The Go-Between by Veronica Chambers
Delacorte Press

Fans of Jane the Virgin will find much to love about this coming-of-age novel from bestselling author Veronica Chambers, who with humor and humanity explores issues of identity and belonging in a world that is ever-changing.

She is the envy of every teenage girl in Mexico City. Her mother is a glamorous telenovela actress. Her father is the go-to voice-over talent for blockbuster films. Hers is a world of private planes, chauffeurs, paparazzi and gossip columnists. Meet Camilla del Valle Cammi to those who know her best.

When Cammi s mom gets cast in an American television show and the family moves to LA, things change, and quickly. Her mom s first role is playing a not-so-glamorous maid in a sitcom. Her dad tries to find work but dreams about returning to Mexico.
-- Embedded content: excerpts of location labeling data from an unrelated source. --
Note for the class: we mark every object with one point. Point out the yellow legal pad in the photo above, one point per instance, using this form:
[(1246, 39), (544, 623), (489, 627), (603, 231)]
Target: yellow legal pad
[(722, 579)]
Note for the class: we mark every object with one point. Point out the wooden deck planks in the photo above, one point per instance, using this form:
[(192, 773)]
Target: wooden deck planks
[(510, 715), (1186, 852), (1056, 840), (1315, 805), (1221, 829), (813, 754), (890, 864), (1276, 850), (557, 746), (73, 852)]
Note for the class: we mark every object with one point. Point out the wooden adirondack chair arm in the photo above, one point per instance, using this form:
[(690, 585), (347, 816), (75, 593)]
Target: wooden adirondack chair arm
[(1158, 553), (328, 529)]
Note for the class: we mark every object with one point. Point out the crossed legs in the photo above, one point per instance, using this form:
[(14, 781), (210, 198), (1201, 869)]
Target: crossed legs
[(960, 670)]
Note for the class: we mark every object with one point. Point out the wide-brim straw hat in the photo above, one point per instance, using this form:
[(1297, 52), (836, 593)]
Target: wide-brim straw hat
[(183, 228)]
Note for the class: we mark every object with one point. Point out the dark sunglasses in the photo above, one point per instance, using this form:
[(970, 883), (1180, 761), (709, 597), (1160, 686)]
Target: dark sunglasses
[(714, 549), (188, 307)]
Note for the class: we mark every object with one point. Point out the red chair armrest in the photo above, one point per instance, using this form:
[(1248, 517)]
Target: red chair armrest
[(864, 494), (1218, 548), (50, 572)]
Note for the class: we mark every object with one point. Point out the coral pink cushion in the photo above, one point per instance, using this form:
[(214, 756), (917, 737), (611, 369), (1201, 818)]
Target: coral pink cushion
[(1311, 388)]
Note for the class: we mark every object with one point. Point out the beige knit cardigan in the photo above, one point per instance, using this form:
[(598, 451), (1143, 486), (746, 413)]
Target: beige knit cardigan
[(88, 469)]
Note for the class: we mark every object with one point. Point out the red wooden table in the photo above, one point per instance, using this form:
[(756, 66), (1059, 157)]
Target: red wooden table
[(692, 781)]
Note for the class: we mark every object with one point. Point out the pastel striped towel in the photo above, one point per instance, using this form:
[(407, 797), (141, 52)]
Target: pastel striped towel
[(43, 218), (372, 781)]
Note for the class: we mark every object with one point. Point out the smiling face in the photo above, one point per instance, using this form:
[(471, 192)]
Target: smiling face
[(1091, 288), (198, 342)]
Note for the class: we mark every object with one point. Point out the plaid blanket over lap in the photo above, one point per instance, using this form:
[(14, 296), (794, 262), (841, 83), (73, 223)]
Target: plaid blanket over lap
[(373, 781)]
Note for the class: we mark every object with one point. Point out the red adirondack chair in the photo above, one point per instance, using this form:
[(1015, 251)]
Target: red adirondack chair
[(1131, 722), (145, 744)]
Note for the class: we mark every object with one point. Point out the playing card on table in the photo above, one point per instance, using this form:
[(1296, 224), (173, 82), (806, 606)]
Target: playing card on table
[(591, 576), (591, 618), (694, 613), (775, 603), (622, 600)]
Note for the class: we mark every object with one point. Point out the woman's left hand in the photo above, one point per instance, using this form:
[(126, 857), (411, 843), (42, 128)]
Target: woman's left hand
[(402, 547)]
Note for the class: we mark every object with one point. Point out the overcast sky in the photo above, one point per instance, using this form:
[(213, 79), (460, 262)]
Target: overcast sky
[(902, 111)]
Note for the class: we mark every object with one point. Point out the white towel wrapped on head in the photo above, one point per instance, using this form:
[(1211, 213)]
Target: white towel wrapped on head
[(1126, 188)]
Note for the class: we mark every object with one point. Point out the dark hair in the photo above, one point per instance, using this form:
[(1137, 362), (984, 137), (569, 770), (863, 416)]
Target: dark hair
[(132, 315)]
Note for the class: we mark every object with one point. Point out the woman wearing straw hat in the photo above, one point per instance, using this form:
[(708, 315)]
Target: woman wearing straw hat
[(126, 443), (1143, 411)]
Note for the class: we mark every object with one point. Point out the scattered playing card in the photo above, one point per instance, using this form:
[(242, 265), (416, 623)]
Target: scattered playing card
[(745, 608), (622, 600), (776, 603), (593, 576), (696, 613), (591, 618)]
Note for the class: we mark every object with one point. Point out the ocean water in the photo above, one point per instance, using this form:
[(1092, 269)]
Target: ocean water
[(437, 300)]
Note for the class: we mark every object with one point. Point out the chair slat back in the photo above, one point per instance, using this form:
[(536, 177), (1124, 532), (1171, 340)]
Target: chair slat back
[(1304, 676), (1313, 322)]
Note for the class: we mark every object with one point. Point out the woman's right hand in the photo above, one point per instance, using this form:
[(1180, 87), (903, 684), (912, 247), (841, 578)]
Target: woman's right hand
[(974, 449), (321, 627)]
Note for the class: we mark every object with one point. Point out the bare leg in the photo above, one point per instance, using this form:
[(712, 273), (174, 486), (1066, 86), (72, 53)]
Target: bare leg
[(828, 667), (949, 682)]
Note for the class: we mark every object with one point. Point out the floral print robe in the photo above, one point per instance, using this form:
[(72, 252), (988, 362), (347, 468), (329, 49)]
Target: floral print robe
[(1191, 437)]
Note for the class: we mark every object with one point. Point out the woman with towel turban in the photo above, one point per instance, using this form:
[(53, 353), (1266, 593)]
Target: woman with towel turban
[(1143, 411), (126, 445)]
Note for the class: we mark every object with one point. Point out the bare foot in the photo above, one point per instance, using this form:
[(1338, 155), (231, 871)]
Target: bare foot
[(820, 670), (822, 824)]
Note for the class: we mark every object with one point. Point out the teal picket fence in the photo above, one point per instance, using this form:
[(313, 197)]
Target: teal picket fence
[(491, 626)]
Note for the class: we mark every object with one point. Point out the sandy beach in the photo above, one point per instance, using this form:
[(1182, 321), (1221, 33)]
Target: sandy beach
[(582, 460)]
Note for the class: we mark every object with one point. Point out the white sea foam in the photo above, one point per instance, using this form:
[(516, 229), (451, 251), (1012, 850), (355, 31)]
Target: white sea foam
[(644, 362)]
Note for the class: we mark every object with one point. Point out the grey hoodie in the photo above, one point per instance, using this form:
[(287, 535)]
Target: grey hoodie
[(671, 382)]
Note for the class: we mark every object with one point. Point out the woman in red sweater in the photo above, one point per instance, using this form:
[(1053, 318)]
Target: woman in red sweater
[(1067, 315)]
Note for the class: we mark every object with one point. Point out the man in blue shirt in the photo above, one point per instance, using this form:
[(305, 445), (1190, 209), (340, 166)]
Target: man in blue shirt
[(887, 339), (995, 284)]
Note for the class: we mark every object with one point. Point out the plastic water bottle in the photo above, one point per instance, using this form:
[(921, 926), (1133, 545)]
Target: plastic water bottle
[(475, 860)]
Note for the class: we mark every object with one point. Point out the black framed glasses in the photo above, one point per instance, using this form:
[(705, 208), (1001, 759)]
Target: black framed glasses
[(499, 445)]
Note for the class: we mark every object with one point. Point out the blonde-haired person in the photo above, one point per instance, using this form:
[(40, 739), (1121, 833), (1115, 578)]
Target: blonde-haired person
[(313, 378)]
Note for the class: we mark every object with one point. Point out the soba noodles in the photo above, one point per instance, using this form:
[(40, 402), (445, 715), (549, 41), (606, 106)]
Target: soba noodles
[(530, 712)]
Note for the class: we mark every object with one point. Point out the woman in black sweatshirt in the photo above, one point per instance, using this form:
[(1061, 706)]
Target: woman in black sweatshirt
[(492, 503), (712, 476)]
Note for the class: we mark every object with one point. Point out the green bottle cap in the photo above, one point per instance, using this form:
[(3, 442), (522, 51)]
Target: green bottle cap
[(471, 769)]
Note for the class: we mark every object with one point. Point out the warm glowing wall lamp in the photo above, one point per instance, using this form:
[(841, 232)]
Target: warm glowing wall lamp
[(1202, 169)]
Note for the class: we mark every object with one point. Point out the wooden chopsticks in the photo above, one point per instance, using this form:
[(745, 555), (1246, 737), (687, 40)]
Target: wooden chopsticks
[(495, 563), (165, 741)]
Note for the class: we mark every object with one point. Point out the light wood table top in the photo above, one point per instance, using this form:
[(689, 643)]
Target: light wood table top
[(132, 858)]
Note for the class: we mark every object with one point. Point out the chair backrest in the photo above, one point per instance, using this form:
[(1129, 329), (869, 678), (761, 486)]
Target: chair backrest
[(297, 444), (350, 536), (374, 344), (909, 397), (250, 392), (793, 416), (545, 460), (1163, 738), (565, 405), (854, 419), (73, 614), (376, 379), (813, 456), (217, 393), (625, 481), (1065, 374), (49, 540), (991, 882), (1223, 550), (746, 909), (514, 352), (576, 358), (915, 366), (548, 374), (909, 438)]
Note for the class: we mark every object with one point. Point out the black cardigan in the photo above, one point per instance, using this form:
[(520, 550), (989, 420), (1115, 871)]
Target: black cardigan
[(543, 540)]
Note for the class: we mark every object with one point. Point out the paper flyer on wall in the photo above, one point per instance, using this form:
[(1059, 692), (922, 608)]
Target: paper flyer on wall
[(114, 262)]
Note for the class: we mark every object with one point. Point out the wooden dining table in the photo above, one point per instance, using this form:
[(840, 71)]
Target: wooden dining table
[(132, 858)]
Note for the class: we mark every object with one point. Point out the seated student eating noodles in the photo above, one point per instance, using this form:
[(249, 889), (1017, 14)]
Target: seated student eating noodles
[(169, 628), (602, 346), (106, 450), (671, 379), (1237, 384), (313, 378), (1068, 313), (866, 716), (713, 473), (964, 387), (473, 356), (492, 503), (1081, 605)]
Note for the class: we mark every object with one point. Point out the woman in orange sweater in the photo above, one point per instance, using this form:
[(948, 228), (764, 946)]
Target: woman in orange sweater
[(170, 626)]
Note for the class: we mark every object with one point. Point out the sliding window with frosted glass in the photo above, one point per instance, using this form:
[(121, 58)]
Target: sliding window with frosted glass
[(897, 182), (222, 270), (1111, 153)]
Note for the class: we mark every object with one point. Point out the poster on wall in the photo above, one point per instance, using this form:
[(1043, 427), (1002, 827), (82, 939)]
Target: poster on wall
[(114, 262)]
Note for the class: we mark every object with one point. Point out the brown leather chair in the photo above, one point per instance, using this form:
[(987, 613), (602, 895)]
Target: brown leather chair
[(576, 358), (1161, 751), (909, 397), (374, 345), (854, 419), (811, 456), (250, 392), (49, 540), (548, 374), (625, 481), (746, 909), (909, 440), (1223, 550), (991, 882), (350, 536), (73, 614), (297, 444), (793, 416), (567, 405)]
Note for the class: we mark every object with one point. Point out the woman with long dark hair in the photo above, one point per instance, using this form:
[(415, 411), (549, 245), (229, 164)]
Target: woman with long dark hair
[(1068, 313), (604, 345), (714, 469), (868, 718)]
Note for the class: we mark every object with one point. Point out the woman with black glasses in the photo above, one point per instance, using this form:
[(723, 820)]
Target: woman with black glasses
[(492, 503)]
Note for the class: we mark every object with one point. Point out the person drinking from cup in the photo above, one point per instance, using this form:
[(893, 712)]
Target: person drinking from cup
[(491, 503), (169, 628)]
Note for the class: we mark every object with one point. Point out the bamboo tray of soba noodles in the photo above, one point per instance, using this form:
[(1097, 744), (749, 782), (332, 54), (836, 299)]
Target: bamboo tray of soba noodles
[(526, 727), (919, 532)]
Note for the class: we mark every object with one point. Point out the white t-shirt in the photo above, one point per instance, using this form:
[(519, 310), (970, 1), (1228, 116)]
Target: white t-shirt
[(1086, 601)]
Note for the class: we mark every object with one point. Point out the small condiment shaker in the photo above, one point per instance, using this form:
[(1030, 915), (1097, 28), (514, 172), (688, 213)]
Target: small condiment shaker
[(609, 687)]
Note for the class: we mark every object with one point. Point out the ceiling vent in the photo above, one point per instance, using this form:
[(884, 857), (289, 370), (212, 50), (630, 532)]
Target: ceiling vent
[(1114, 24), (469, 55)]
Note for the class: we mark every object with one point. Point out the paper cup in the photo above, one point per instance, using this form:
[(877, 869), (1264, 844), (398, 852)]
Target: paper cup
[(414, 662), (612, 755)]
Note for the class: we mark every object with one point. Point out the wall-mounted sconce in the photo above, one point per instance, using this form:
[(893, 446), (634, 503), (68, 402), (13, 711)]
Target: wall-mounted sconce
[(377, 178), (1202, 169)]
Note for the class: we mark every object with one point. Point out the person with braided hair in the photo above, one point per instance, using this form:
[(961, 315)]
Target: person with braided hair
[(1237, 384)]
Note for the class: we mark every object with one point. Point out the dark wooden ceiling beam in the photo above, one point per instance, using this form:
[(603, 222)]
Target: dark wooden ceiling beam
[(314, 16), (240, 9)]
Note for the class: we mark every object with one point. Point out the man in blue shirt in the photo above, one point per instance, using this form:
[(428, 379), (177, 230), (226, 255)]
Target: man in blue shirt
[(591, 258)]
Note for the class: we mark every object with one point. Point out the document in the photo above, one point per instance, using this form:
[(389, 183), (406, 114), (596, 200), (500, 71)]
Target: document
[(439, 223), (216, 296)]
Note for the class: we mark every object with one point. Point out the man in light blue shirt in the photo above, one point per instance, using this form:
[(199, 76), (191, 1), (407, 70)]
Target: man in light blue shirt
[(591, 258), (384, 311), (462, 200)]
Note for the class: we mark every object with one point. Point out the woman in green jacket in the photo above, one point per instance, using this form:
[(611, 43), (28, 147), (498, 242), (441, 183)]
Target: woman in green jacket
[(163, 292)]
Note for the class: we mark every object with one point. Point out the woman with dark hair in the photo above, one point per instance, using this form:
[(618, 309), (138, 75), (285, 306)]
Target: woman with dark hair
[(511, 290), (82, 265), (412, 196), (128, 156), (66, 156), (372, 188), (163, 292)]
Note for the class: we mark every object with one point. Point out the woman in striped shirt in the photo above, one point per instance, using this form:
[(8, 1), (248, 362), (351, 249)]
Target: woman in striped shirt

And at the posh, private Polestar Academy, Cammi s new friends assume she s a scholarship kid, the daughter of a domestic.

At first Cammi thinks playing along with the stereotypes will be her way of teaching her new friends a lesson. But the more she lies, the more she wonders: Is she only fooling herself?

How Dare the Sun Rise: Memoirs of a War Child by by Sandra Uwiringiyimana and Abigail Pesta
Katherine Tegen Books

In this powerful memoir, Sandra Uwiringyimana, a girl from the Democratic Republic of the Congo, tells the incredible true story of how she survived a massacre, immigrated to America, and overcame her trauma through art and activism.

Sandra Uwiringiyimana was just ten years old when she found herself with a gun pointed at her head. The rebels had come at night—wielding weapons, torches, machetes. She watched as her mother and six-year-old sister were gunned down in a refugee camp, far from their home in the Democratic Republic of the Congo. The rebels were killing people who weren’t from the same community, the same tribe. In other words, they were killing people simply for looking different.

“Goodbye, life,” she said to the man ready to shoot her.

Remarkably, the rebel didn’t pull the trigger, and Sandra escaped into the night.

Thus began a new life for her and her surviving family members. With no home and no money, they struggled to stay alive. Eventually, through a United Nations refugee program, they moved to America, only to face yet another ethnic disconnect. Sandra may have crossed an ocean, but there was now a much wider divide she had to overcome. And it started with middle school in New York.

In this profoundly moving memoir, Sandra tells the story of her survival, of finding her place in a new country, and of her hope for the future.